From our Cheap Shot series.
You know the antagonists: mainstream media versus alternative media.
Need to feel a certain way about any topic, from minute to galactic? Just search the web, find the right media, feel good.
Or bad, if that's your thing.
We have repeatedly expounded on media questions on this blog from several angles, such as the old German ex-printers vs. Google, the joy of the reader comments sections, the superfluous reporting about anything (t-shirts to tea kettle) that can be linked to some pariah ideology, as well as gems of information we'd never see without the internet.
This post is but a version on some of the above, but with a clear mainstream vs. alternative media (definition) setup thanks to the writer at Spiegel Online.
Criticism of and distrust in the pillars of 20th century reporting is not limited to the United States, although their particular brand of attacking the mainstream media right there in or on the mainstream media (definition) has not yet made it across the Atlantic in its full crazy goriness.
The piece in Spiegel Online takes the criticism of reporting about the Germanwings crash in the French Alps, killing 150 people, as the foundation of an exploration into what the "alternative media" reported on the event.

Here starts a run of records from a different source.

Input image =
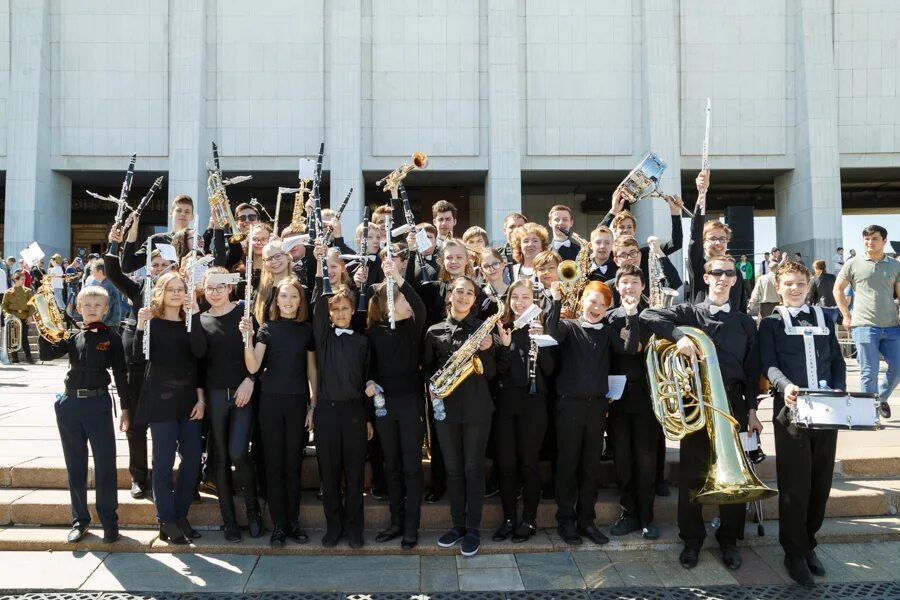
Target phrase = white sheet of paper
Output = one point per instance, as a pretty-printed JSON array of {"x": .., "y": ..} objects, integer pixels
[
  {"x": 616, "y": 386},
  {"x": 307, "y": 168},
  {"x": 544, "y": 340},
  {"x": 167, "y": 252}
]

The author uses quotes around "alternative media", a good indication of a subsequent critical debate of their reporting. The first paragraphs of the article delve into the meaning of the word alternative in itself, a notion of being different, a promise, etc.
A sad couple of paragraphs in, the first examples of something alternative show we are seeing the wingnut definition only, at best esoteric, at worst criminal.
With delusional somewhere in between.
The alternative media in this Spiegel piece are the idiots and conspiracy folks. Once set up like this, the mainstream becomes the reasoned and sane opposite of the fringe.
The blogster won't go for wholesale condemnation of the Spiegel writer, though, because he does have one, a single, point which he unfortunately fails to make.
Which is this: compared the huge, flourishing independent US media, Germany has rather little to offer. We have favorably mentioned the folks of netzpolitik for all things internet and there are a few others in other areas. There are cultural, legal, an economic reasons for that beyond the scope of this focused post.